To recap: immature processes produce inaccurate plans and chaotic releases. That in turn makes on-call work brutal, and since our teams are small (they always are), there’s lots of on-call work. Everyone’s burning the candle on both ends. Engineers get slower and worse at doing their actual jobs of planning and delivering quality features, because they’re busy monkeypatching the shipped mess for another day of functionality. There’ll be lots of calls to start subsections over and do them right this time, but without rethinking how delivery is done, these restarts aren’t likely to go well.

The root of the root problem is a chaotic release process. Chaotic releases mean the product is a mess which means on-call is hell. And in the Software as a Service world, on-call now comes with most development jobs. Let’s unpack the chaos-to-on-call relationship a bit more.

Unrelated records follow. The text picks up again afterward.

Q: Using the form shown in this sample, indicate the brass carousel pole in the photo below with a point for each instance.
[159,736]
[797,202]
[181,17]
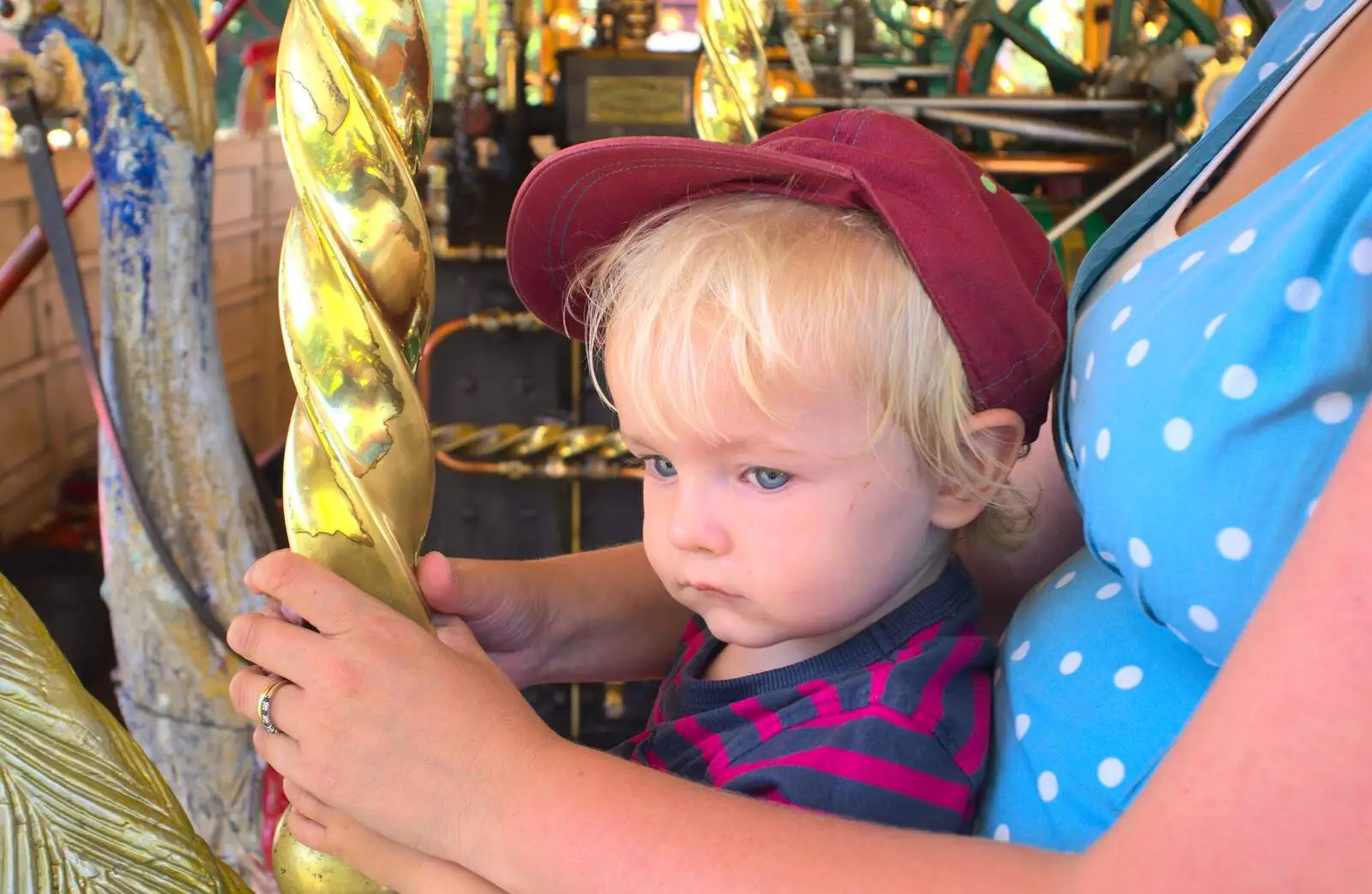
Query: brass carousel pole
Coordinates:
[357,297]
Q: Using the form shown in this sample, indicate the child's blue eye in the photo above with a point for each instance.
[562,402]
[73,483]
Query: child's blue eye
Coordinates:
[768,479]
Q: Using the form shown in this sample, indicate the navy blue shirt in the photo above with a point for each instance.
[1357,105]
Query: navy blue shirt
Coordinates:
[891,726]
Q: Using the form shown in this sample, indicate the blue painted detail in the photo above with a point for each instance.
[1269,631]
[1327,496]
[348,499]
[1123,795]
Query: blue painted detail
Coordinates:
[135,158]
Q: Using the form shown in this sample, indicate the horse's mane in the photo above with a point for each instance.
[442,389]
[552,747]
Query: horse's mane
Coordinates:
[159,41]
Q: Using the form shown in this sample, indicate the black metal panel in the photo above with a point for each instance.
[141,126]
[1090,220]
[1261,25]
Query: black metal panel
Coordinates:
[487,379]
[525,377]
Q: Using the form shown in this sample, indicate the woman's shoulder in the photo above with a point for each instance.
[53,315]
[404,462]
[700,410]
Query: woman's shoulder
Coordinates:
[1300,25]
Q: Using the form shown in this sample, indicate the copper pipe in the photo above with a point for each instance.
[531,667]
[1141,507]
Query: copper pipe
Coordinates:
[34,246]
[434,340]
[489,321]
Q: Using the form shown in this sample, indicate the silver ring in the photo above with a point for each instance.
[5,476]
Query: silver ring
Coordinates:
[265,705]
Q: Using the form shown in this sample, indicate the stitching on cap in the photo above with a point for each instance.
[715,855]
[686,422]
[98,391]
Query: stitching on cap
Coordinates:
[858,130]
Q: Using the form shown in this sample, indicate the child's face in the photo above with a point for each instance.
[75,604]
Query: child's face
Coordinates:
[785,530]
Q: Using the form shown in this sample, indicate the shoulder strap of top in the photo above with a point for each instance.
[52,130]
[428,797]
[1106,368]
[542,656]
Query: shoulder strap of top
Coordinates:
[1140,215]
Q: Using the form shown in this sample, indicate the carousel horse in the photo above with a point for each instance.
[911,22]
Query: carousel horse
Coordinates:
[137,73]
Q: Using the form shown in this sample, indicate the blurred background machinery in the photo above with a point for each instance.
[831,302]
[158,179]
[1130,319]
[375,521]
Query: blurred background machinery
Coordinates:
[1076,105]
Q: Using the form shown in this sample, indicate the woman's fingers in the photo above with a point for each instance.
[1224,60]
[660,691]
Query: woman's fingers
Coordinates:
[276,645]
[316,594]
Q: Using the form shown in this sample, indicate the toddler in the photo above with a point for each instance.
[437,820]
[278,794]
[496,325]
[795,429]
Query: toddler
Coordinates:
[827,349]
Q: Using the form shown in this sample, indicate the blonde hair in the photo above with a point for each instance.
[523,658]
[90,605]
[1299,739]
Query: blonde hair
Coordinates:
[772,288]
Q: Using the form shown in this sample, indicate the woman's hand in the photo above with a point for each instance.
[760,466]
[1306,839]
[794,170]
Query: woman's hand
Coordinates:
[379,719]
[379,859]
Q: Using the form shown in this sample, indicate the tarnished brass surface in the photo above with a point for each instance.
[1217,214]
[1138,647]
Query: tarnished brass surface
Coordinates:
[637,99]
[541,452]
[731,75]
[357,291]
[357,297]
[299,868]
[127,66]
[81,807]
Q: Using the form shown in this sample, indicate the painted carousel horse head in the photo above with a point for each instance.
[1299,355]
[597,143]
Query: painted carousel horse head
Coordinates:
[155,41]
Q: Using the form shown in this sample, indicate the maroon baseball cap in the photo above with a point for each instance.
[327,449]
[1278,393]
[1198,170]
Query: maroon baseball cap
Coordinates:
[983,258]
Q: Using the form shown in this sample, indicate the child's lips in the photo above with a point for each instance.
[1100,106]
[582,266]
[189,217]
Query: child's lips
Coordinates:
[710,589]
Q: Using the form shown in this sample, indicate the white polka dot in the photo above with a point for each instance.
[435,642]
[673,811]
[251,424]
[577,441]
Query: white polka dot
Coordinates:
[1362,258]
[1234,543]
[1136,352]
[1047,786]
[1239,381]
[1176,434]
[1333,407]
[1303,294]
[1128,676]
[1110,772]
[1204,619]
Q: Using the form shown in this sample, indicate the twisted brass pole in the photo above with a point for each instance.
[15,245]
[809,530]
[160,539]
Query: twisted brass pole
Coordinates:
[357,297]
[731,75]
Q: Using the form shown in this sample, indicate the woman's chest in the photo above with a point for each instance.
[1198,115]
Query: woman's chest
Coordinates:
[1212,390]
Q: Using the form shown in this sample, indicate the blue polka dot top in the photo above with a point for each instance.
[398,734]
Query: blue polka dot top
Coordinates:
[1207,395]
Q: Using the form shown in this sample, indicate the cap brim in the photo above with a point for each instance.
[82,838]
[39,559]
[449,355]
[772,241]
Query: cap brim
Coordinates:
[582,198]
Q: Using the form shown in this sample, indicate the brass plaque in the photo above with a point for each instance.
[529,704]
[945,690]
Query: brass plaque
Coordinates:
[637,99]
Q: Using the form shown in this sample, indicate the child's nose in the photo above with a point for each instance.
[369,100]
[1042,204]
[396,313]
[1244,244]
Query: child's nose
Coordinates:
[697,524]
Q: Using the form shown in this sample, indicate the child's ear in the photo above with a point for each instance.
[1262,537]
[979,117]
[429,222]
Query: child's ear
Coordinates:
[994,441]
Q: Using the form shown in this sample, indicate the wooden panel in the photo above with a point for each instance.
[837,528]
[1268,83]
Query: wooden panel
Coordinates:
[247,402]
[280,191]
[233,196]
[14,224]
[25,424]
[18,331]
[54,324]
[73,397]
[235,262]
[45,405]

While it’s not a requirement for chaos, a chaotic release process is frequently justified by a small team size (as in, “we couldn’t possibly release software smoothly, there’s only N of us!”). Of course, the size of team allocated to a function is a choice as well… but anyway, the teams are always smaller than desired, and people are on-call a lot of their time. On-call for badly maintained software is absolutely terrible. There’s useless paging from no-longer meaningful monitors interrupting sleep. There’s surprise outages that you learn about because a customer calls an executive. There’s all-night bridges ending with wildly lucky guesses. For every brilliant bug find, there’s five “scale up the resources and we’ll try to fix it better tomorrow” incidents. There’s rolling back the latest change to see if that works, then explaining to some other team their feature or fix is now unshipped. All of this is going on against the backdrop of life: sick kids, unhappy spouses, crowded apartments, hours of commuting, kitchen remodels. And in the morning, your slate of regular meetings is most likely unchanged. Bad on-call is hard on people’s lives, and it causes engineers to struggle with making or completing commitments. That means a lack of successful commitment to full end-to-end ownership, lack of communication, lack of investment in improvement. In other words, being in on-call hell blocks the door to escaping on-call hell. Continued chaos is the natural result.

To fix the problem, make releases more ordered and less chaotic by reducing WIP (work in progress) and slowing the system down. Prioritize work that reduces on-call pain over work that drives new revenue. While that seems counter-intuitive, you can think of it as revenue churn prevention. It takes at least two, or realistically many more dollars of NARR (New Annual Recurring Revenue) to fix a dollar of churn. Customers churn when the system is unreliable. Churned customers can’t be upsold, so there’s a lot of pipeline gone. The system is unreliable when the developers can’t do a good job. So, fix the on-call pain, let people sleep and think, let sales focus on upselling instead of responding to outages. As on-call load gets lighter, engineers are able to do their new feature work day jobs better.

It’s not enough to just fix on-call though, the day job itself has to be fixed. We’ve all seen the aspirational roadmap with several planning buckets and a 50% delivery rate at best. Throw that out. Take sprints down to one week and strictly enforce WIP to 1 ticket per engineer. Get that working, then expand. What if things that went on roadmap actually shipped when you said they would? How would that change your relationship with customers? When you can deliver 90% of planned and roadmapped features reliably, you can expand scope.

This is a radical change for an organization to take on, and it will need support. You’ll need to clear the decks of useless cruft, thread the needle between the improvements you’re requesting and excitement. Getting things done isn’t exactly hard, but it does not allow shortcuts. You can’t do it alone, but you can get support by calling shots and hitting them.